Donnerstag, 17. Januar 2013

Work in Progress: Akt

Ich schaue mir selbst gerne die einzelnen Prozesse von Bildern an, deshalb dachte ich mir, dass ich euch ebenfalls die einzelnen Schritte zeige. Vielleicht interessiert es ja jemanden und inspiriert ihn möglicherweise.


Acryl auf Leinwand

So, wie bereite ich mich vor? Jeder hat seine eigenen Gewohnheiten und Vorlieben. Ich male am liebsten auf dem Boden, deshalb breite ich einige Lagen Zeitungspapier aus. Links kommen die Farben und Wasser hin, rechts meine Palette und Bier.

Diesmal habe ich nach Vorlage gemalt, weil sich meine Cousine ein bestimmtes Bild gewünscht habe. Allerdings habe ich da ein wenig meinen eigenen Touch mit reingebracht.

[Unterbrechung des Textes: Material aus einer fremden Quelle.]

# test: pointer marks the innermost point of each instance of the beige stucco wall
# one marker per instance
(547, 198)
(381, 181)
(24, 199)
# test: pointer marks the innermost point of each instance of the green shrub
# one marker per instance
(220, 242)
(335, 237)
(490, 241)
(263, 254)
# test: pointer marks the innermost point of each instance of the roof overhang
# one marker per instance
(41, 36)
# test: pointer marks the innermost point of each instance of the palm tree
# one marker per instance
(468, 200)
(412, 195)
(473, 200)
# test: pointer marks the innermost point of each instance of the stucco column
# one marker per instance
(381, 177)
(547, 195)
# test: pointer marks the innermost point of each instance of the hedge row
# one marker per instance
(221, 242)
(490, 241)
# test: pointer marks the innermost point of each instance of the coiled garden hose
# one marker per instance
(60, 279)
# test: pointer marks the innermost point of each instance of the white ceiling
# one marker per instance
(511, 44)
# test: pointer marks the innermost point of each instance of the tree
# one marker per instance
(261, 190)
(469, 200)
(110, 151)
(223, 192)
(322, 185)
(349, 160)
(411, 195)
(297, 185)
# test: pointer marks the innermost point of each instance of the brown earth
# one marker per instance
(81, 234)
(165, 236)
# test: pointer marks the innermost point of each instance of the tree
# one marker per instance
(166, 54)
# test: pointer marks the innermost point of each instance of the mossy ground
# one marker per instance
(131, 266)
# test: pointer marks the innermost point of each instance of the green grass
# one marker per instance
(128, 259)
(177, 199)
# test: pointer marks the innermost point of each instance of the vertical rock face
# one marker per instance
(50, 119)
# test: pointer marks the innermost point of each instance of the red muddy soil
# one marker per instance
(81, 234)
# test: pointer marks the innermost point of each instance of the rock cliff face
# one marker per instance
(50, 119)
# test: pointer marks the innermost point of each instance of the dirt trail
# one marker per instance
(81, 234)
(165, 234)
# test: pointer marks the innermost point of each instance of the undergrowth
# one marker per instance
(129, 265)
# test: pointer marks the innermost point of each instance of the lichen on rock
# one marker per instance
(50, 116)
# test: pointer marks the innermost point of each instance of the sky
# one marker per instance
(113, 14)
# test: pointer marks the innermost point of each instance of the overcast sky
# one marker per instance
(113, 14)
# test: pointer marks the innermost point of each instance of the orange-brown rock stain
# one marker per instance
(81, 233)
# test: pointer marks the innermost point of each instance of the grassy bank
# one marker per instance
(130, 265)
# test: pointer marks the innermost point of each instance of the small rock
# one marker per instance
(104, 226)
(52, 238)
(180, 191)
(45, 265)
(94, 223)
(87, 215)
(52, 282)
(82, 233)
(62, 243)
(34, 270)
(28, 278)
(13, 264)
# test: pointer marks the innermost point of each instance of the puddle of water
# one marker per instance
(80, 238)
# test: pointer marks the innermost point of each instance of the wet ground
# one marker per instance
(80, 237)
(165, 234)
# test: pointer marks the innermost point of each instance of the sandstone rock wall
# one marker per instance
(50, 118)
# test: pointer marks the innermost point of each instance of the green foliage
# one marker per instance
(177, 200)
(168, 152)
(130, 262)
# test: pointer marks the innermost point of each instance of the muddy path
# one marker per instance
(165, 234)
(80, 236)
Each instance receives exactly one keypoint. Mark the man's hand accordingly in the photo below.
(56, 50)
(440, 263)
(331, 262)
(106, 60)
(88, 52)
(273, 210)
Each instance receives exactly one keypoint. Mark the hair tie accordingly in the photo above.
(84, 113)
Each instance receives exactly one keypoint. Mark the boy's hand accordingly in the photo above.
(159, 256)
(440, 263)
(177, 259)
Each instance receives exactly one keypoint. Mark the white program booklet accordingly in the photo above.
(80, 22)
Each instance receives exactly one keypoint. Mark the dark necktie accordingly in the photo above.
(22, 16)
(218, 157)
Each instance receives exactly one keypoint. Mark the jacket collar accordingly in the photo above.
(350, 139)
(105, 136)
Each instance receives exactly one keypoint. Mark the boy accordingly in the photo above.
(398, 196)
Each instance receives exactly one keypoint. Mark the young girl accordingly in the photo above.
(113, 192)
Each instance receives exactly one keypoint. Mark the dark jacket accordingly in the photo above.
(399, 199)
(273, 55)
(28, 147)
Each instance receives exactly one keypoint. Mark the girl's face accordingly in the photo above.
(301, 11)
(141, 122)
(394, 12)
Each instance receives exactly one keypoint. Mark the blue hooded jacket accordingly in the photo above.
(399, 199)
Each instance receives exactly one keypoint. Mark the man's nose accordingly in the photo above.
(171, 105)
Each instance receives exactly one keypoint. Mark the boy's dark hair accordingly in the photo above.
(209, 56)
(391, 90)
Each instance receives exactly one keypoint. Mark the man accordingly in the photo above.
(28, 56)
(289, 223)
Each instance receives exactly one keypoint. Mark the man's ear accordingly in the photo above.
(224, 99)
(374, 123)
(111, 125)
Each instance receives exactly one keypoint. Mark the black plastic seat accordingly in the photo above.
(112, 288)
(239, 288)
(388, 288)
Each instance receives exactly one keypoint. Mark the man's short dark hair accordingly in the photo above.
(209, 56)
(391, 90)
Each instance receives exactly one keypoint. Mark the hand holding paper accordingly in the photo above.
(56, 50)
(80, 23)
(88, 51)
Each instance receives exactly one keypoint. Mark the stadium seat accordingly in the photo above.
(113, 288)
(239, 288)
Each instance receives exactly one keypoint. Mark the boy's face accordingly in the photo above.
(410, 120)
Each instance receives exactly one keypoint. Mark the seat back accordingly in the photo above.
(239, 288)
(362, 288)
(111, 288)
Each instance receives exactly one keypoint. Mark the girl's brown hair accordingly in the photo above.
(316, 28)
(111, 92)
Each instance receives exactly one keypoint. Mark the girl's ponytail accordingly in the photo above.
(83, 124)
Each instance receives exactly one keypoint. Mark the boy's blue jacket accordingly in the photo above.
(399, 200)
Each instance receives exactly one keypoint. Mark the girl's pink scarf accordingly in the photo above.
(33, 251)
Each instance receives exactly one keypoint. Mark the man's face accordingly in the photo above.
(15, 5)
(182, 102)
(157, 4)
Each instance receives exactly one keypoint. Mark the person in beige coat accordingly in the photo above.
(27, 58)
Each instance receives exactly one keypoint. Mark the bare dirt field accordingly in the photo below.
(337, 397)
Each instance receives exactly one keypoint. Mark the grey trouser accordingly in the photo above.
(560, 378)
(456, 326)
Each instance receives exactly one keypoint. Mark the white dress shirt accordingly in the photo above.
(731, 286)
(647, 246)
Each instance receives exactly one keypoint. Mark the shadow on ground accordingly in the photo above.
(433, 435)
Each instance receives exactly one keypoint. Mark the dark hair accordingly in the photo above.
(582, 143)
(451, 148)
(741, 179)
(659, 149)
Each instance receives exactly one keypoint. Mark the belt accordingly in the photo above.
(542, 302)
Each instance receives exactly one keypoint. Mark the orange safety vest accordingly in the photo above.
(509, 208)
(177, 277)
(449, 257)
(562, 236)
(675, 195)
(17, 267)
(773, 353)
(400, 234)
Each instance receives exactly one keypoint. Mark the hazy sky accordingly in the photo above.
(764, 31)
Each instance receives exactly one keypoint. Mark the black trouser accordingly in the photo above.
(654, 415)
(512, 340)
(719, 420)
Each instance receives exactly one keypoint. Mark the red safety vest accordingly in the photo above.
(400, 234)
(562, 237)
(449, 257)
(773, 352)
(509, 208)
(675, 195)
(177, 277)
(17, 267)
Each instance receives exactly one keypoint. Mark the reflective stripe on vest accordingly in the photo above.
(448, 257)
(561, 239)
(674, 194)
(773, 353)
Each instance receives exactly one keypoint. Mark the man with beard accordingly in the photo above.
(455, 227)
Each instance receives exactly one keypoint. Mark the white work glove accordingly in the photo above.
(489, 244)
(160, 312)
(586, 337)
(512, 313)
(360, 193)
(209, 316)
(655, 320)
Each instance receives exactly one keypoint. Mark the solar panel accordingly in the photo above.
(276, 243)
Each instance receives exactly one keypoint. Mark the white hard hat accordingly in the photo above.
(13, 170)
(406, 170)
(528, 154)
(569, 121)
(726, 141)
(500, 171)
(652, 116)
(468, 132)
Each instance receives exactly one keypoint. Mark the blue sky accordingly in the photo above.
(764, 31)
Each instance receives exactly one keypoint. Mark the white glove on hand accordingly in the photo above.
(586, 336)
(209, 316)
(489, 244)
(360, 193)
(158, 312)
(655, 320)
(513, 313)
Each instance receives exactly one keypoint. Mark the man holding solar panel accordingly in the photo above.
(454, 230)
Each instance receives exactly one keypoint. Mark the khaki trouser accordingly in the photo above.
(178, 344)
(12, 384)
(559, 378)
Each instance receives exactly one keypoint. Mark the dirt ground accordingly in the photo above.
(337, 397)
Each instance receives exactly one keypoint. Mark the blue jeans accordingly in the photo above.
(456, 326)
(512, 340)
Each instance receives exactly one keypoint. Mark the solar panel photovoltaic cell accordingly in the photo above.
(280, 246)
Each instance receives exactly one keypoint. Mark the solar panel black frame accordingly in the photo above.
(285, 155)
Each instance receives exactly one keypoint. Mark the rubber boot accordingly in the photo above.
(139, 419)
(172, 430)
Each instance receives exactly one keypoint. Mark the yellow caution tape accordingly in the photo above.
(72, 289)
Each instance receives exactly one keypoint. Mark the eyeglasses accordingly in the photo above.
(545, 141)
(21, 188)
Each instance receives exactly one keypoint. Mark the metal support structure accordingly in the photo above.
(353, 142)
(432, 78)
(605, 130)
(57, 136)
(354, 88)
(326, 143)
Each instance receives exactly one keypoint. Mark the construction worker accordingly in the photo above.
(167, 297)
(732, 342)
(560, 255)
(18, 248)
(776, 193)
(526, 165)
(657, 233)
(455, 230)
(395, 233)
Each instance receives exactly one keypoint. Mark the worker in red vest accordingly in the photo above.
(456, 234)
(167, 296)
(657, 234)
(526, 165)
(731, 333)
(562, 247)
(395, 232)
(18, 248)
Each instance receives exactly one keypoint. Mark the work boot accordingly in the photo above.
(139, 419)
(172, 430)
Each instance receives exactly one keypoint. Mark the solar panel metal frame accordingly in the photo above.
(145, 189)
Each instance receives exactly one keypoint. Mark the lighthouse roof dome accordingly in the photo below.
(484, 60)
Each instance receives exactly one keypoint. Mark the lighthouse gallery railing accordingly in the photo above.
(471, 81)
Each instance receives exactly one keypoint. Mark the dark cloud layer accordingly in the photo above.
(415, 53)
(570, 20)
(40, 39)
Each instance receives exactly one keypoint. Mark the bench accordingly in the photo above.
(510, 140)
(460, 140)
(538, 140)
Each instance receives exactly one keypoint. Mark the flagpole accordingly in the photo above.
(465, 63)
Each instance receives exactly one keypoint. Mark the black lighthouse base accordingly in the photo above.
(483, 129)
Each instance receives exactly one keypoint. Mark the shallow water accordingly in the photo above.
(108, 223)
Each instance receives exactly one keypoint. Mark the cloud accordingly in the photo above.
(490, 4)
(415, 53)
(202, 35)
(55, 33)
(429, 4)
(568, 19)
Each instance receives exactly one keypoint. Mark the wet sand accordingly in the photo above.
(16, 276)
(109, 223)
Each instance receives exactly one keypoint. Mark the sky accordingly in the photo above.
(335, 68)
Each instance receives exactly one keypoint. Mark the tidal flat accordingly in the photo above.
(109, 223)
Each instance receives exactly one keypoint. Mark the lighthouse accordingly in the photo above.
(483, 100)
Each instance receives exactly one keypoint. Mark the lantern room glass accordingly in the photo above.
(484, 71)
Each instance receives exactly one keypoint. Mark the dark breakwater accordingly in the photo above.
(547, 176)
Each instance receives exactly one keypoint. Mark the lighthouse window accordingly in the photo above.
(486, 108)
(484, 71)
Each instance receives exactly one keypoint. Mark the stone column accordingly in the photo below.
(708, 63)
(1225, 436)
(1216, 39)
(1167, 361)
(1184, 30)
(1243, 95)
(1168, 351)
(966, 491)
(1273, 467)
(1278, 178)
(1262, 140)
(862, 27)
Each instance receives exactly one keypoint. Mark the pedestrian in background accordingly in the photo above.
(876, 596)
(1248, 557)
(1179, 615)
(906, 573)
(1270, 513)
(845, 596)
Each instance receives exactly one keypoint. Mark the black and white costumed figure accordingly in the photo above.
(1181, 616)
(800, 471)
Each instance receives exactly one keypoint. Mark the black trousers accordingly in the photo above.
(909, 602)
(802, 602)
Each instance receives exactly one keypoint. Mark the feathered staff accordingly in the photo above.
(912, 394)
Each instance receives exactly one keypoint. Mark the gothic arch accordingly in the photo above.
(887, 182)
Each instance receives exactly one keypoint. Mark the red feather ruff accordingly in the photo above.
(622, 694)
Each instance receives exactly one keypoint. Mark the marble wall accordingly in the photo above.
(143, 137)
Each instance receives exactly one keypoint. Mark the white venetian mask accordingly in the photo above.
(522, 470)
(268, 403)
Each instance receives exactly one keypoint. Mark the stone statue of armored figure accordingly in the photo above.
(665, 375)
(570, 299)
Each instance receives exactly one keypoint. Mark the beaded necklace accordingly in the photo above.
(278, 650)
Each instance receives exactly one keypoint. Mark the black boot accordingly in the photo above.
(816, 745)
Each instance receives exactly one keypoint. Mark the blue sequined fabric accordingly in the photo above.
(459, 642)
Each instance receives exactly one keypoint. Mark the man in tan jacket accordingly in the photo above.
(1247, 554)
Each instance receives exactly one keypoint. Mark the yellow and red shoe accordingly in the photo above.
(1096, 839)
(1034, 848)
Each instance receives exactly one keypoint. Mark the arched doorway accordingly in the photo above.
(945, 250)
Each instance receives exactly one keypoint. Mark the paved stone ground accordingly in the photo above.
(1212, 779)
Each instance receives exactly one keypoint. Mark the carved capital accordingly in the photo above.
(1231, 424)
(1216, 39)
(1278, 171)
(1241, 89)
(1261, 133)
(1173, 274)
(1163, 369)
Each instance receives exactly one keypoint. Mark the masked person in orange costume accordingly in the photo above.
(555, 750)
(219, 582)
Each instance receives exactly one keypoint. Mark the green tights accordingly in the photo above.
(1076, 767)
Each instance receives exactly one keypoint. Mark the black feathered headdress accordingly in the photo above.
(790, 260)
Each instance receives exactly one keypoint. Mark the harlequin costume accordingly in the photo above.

1.Schritt: Der Hintergrund
Das ist auch so wieder eine Sache, die jeder anders macht. Früher habe ich den Hintergrund als letztes gemalt. Weil ich aber nicht die ordentlichste und gründlichste bin und somit nicht säuberlich drum herum malen konnte, habe ich angefangen mit dem Hintergrund zu beginnen.
In dem Fall habe ich mit recht wenigen Farben gearbeitet und selbst ein wenig herum experimentiert. Die Farbflächen wurden grob mit einem großen Malerpinsel aufgetragen (ich benutze fast nur Pinsel aus dem Baumarkt) und dann mit einem Malermesser (Spachtel geht auch super) verstrichen wie die Laune es hergab und die Farben sich miteinander vermischten. Am besten geht es, wenn man schön dicke Schichten aufträgt und die Oberfläche eine cremige Textur hat. Durch das Malermesser und die verschieden dicken Schichten kommt schön Struktur ins Bild. Das ganze sieht dann so aus:


Und weil ich schon beim Aquarell so gerne rumkleckse, darf es hier nun auch nicht fehlen:


2. Das Motiv
Das Motiv war vorher schon klar. Mein eigener Stil musste rein. Hab auf einem kleinen Stück Papier das Profil des Gesichts vorgezeichnet und mit einem Buntstift übertragen. Wenn ich auf Leinwand vorzeichne, benutze ich einen Buntstift in einer ähnlichen Farbe wie das Bild später haben soll. Bei Bleistiften habe ich die Erfahrung gemacht, dass der Graphit sich von der Leinwand löste und die Farbe verunreinigte. Schön war es nicht, sondern verdammt ärgerlich.
Die Figur sollte später eine schwarze Kontur haben, also habe ich erst einmal den Körper ein wenig modelliert. Dazu nehme ich verdünnte Farbe und skizziere die Umrisse sowie die ersten Farbflächen. Weil ich die Proportionen nicht ganz einschätzen kann, musste ich das Bild immer wieder abfotografieren und am Handy betrachten. Ich weiß nicht warum (Psychologie Studenten hier?), aber irgendwie kann mein Auge das nicht ganz verarbeiten. Also sahen die Prozesse weitestgehend so aus:




Ich liebe es Nass auf Nass direkt auf der Leinwand zu mischen. Anders kann ich nicht. Da muss jeder für sich seine Methoden heraus finden. Manchmal streiche ich ewig auf einer Stelle die Farben hin und her, manchmal male ich in Schichten (mit Trocknungsphase), manchmal setze ich breite Pinselstriche wie hier neben- oder aufeinander.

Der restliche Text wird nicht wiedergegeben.